VectorFin/Glossary/Named Entity Recognition (NER)
NLP for Finance

What is Named Entity Recognition (NER)?

An NLP technique that automatically identifies and classifies structured entities — companies, people, dates, dollar amounts, locations — within unstructured text.

In Plain English

When an analyst reads an earnings call transcript, they're automatically extracting structured information without thinking about it. "Management mentioned they're working with TSMC on the next generation chips, expect to ship in Q3 2025, and see a $2 billion revenue opportunity." In that one sentence, the analyst noted: a partner company (TSMC), a product event (next generation chips), a timeline (Q3 2025), and a financial figure ($2 billion). Named Entity Recognition (NER) is the automated version of that mental parsing.

NER systems scan text and label spans with entity types. "TSMC" gets labeled as an ORGANIZATION. "Q3 2025" gets labeled as a DATE. "$2 billion" gets labeled as a MONEY entity. "San Jose" in a description of a new facility gets labeled as a LOCATION. The output is a structured representation of who, when, how much, and where from prose that was never designed to be machine-readable.

In financial text, the entity types that matter most are often domain-specific and not handled well by general-purpose NER systems. Recognizing that "10-Q," "SEC," and "GAAP" are meaningful entities requires training on financial corpora. Distinguishing between a company reporting its own revenue ("our revenue was $5 billion") versus mentioning a competitor's revenue ("while Amazon reported $20 billion") requires understanding the entity's role in the sentence, not just its label.

The output of NER becomes the foundation for knowledge graph construction: after extracting entities, you can build a network of relationships — which companies are mentioned in each other's earnings calls, which executives appear across multiple firms, which technologies or markets are co-mentioned. These graphs reveal competitive dynamics and industry relationships that are invisible from financial statements alone.

Technical Definition

NER is typically formulated as a sequence labeling problem.
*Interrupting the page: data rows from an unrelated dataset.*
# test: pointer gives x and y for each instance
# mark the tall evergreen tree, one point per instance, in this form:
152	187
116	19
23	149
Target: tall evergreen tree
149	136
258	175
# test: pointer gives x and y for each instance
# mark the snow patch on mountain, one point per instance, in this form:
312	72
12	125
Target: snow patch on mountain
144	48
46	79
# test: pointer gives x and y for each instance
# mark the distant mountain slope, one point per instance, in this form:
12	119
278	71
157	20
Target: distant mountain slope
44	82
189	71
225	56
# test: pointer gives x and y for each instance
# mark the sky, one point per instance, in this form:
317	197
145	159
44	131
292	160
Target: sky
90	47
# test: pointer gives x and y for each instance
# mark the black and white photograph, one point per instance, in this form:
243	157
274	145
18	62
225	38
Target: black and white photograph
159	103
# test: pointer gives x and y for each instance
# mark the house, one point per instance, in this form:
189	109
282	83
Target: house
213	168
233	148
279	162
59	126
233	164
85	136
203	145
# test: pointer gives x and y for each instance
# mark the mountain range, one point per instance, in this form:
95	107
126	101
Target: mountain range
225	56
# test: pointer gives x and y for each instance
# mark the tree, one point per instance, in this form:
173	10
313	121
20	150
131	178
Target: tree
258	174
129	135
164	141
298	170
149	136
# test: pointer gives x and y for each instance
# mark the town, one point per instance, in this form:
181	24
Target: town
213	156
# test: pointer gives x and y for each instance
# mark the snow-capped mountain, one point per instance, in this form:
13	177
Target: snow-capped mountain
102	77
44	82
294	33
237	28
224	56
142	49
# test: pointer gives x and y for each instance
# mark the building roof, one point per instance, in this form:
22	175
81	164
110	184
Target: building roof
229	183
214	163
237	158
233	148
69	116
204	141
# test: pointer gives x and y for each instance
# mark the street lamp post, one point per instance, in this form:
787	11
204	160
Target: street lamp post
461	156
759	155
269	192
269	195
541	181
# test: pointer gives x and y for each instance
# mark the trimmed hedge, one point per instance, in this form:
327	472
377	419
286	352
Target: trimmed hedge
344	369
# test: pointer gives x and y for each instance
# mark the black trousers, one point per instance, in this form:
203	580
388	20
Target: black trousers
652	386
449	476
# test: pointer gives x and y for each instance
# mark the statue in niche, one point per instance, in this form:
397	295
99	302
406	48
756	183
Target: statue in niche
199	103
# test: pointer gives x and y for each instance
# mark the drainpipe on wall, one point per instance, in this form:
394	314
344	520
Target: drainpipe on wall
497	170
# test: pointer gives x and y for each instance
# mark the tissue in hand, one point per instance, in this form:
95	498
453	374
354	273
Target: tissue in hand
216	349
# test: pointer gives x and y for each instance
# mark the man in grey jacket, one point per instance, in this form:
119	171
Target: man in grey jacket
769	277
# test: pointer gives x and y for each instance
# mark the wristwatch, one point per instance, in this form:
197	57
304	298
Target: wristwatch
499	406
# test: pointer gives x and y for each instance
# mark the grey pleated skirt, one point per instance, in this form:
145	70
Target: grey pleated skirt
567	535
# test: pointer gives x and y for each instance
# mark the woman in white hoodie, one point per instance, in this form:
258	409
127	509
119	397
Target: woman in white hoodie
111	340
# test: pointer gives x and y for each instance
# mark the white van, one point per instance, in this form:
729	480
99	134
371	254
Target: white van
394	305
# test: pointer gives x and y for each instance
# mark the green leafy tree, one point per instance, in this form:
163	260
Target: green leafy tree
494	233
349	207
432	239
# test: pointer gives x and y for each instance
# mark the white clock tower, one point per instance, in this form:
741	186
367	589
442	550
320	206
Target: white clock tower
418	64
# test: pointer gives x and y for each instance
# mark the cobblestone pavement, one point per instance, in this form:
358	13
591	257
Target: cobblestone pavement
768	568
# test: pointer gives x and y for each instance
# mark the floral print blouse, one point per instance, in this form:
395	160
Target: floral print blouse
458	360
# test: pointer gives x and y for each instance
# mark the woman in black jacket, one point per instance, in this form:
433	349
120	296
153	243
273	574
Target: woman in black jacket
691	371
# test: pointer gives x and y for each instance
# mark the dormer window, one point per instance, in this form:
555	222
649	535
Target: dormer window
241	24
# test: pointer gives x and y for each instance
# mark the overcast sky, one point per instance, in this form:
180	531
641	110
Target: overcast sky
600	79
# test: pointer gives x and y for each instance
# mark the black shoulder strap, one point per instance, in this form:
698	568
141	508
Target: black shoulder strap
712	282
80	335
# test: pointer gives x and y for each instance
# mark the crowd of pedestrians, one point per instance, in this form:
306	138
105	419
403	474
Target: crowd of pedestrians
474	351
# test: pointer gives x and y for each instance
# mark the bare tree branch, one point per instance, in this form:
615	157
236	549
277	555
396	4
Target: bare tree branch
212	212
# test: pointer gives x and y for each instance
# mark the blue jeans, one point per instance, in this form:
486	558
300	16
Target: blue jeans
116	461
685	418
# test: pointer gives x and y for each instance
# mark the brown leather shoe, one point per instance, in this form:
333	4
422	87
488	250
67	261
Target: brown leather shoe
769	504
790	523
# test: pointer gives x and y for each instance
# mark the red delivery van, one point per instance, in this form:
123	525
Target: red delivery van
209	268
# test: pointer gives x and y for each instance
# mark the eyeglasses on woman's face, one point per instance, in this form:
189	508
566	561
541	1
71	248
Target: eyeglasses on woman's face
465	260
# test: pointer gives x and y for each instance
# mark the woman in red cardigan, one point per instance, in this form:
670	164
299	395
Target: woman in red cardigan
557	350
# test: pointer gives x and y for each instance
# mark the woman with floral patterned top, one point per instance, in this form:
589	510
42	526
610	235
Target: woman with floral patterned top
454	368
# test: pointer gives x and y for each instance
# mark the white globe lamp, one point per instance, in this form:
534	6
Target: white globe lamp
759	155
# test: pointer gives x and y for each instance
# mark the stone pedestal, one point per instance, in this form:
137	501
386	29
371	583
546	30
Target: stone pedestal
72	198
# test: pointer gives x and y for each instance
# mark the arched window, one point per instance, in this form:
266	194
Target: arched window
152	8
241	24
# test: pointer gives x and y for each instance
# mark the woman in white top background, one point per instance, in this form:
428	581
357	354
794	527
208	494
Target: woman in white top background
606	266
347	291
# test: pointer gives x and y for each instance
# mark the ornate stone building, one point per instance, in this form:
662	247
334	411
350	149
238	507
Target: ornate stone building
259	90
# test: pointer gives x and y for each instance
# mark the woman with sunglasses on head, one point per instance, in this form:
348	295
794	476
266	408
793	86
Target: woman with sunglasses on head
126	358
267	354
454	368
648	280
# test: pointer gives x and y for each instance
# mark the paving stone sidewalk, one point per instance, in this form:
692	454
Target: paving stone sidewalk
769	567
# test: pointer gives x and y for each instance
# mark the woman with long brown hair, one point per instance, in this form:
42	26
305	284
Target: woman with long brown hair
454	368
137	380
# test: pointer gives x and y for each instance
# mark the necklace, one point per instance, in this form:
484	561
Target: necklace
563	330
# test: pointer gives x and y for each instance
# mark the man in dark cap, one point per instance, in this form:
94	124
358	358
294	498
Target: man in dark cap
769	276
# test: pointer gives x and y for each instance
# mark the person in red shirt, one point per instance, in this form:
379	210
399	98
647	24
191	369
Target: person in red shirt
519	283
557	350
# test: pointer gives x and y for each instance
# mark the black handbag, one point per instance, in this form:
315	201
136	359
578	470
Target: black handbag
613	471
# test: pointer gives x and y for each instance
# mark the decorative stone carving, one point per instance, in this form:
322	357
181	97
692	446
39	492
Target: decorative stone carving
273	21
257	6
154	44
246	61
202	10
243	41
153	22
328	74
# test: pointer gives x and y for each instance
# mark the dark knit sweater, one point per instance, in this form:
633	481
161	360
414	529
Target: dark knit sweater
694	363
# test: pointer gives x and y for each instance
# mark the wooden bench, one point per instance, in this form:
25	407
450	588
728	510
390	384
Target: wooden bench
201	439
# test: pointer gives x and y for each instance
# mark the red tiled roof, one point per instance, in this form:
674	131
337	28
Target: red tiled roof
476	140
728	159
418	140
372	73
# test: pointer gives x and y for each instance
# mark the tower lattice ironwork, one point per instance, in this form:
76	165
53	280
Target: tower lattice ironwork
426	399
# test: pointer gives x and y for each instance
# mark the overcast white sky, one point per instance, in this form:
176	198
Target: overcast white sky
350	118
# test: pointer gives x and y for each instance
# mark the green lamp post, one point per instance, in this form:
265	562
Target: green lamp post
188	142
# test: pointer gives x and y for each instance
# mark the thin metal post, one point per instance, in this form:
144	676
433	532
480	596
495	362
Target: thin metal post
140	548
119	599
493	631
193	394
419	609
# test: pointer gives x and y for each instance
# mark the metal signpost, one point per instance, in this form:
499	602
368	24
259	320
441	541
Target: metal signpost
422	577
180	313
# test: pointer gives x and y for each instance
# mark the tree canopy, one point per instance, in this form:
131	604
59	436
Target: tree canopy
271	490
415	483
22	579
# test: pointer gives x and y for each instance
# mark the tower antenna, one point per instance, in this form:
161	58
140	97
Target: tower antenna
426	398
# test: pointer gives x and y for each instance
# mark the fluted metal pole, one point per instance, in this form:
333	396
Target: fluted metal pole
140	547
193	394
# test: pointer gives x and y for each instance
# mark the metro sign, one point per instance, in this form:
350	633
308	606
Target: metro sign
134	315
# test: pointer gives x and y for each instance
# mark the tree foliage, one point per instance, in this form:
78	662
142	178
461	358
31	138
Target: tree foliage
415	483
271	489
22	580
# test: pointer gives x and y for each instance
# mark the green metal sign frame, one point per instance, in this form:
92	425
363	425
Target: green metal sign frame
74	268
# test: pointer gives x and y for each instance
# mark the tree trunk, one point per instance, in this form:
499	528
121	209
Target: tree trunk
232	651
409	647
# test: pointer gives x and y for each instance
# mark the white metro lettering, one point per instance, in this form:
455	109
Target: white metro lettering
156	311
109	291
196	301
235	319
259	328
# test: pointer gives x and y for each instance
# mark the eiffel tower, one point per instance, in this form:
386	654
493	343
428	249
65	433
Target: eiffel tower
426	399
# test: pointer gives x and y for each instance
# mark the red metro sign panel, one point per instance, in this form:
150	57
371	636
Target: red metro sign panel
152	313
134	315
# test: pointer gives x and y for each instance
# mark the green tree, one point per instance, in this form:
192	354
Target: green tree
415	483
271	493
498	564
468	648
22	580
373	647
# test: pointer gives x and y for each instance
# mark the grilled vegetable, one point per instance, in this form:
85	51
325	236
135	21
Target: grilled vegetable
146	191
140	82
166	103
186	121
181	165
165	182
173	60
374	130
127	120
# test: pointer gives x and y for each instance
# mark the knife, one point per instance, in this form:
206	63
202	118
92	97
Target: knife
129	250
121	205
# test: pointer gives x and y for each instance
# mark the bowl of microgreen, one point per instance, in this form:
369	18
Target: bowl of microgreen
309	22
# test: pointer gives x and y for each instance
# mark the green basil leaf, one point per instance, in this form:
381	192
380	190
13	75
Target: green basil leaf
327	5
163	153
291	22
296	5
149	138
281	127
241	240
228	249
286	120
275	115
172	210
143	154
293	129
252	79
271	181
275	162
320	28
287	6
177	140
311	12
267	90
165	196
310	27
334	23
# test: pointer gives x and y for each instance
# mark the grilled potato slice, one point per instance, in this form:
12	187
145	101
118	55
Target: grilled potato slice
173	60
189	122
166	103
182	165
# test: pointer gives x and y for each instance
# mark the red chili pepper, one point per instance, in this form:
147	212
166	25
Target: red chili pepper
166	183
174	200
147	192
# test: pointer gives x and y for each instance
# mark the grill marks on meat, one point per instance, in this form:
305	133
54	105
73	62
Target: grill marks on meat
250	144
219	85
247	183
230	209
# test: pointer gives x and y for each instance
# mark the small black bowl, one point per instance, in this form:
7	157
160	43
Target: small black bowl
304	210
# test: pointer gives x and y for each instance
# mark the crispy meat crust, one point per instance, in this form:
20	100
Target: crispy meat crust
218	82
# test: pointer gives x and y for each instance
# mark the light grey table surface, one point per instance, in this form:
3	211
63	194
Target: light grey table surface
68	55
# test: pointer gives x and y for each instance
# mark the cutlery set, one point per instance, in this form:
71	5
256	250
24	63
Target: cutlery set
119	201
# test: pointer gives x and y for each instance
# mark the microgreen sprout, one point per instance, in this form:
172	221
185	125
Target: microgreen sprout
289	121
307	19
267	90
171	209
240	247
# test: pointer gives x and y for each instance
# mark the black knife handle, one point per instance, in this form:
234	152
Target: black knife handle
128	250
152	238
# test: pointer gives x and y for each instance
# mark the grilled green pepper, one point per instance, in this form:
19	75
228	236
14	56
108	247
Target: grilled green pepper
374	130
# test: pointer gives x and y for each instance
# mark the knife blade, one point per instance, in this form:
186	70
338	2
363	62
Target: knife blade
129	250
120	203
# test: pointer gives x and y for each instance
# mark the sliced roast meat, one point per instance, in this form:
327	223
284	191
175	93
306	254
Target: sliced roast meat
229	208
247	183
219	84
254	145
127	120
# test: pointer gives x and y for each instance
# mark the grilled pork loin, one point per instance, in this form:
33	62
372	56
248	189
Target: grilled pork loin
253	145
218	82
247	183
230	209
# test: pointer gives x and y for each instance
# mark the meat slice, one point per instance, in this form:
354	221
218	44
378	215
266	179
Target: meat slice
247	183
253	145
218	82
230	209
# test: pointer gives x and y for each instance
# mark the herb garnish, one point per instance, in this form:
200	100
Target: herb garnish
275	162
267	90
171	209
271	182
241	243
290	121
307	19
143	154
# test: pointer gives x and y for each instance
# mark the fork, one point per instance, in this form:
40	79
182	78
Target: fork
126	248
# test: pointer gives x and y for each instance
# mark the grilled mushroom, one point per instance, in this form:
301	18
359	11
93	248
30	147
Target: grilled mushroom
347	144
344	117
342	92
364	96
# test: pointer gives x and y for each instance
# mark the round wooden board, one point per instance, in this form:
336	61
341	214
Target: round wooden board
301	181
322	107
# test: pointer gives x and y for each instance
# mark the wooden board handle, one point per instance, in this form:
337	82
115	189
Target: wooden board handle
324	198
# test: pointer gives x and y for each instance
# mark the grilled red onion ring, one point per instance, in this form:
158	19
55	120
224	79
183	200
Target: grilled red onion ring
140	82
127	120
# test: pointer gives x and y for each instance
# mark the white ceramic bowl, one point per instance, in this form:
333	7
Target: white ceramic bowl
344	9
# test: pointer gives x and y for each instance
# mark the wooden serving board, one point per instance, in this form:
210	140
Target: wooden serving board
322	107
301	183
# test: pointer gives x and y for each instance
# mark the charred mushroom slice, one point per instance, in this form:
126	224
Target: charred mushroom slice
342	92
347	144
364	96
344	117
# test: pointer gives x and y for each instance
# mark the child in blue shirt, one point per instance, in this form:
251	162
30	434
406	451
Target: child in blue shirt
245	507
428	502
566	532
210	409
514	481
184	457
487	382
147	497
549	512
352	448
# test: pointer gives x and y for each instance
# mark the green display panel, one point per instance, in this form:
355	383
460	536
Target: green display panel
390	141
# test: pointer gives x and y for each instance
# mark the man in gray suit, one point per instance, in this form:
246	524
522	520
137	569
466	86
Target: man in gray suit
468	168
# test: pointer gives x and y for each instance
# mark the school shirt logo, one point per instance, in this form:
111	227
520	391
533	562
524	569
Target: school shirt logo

Given a tokenized text t = [t₁, ..., t_n], predict a label yᵢ ∈ \{B-TYPE, I-TYPE, O\} for each token, where B = beginning of entity, I = inside entity, O = outside (not an entity).

Common entity types in general NLP: PERSON, ORG (organization), GPE (geopolitical entity), DATE, TIME, MONEY, PERCENT, CARDINAL.

Finance-specific entity types (from FinNER-139):

  • TICKER (stock symbol)
  • FINANCIAL_METRIC (revenue, EPS, gross margin)
  • REGULATORY_BODY (SEC, FASB, FTC)
  • FILING_TYPE (10-K, 8-K)
  • FISCAL_PERIOD (Q3 2024, FY2023)
  • PRODUCT_SERVICE (specific product names)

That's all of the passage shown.